Nell’articolo cui accenno all’inizio di questa nota, invece, Snowden attribuisce a Mussolini di aver concepito la migrazione di coloni (o non coloni) dal Friuli, Veneto, Emilia Romagna, Abruzzo (e perché no, dallo stesso Lazio) ad un suo progetto di eugenetica. Ossia Mussolini avrebbe concepito e attuato, con l’aiuto del sottosegretario alle Migrazioni Interne (che si chiamava, guarda caso, Razza!) l’idea di impiantare nel suo amato Agro Pontino bonificato una nuova razza di superuomini, attraverso un’operazione di eugenetica che sarebbe passata attraverso la selezione dei migliori coloni, sarti, autisti di autocarri, bottài e antifascisti (anch’essi vennero fatti migrare verso le nuove terre), affinché essi mettessero in piedi una super-genìa di uomini “superiori” capaci di affrontare il cattivo ambiente malarico e, chissà, la futura guerra che Mussolini stava concependo.
Anche qui, per quanto ne so e per quanto se ne sa dalle molte letture di documenti e di archivi storici, oltre che dal ricordo dei vecchi protagonisti di quella migrazione, l’impressione è che stiamo navigando nel campo della fantasia. Snowden, infatti, anche stavolta non porta un solo documento a sostegno della sua tesi, e sembra anche ignorare le feroci liti tra il sottosegretario Razza e il suo collega Commissario dell’Opera Nazionale Combattenti, Valentino Orsolini Cencelli che lo accusava di mandargli a colonizzare le terre bonificate non già robusti e bene addestrati coloni, ma tutto quello che non serviva più nelle regioni di provenienza. E ciò, sia nel senso della abilità sul lavoro, sia nel senso della robustezza e della resistenza fisica al lavoro duro che si doveva fare in Agro Pontino. Forse faceva parte di questa opera di selezione dei forti il divieto sancito nei contratti di mezzadria tra Onc e assegnatari colonici che questi non dovessero bere il latte che producevano, salvo che fossero bambini, anziani e malati?

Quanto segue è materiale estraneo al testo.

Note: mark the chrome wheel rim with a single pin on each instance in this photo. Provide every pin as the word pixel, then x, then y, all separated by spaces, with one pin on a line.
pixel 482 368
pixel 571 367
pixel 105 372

Forse sto esagerando, e qualcuno penserà che le due affermazioni di Snowden stiano diventando per me un gesto di antipatia personale. Niente affatto: non conosco Snowden se non per quel che ha scritto, riconoscendogli la validità del lavoro fatto. Ma proprio per questo non riesco a capire come possa spacciarsi per “operazione” di Mussolini una idea dello stesso Snowden non rintracciabile da nessun documento. Naturalmente sono pronto a rimangiarmi tutto quello che qui ho scritto, se salta fuori qualche documento. Ma ditemi se la foto di una famiglia colonica immigrata in Agro Pontino come quella che appare qui può essere il segnale di una super-razza, sia pure in fieri.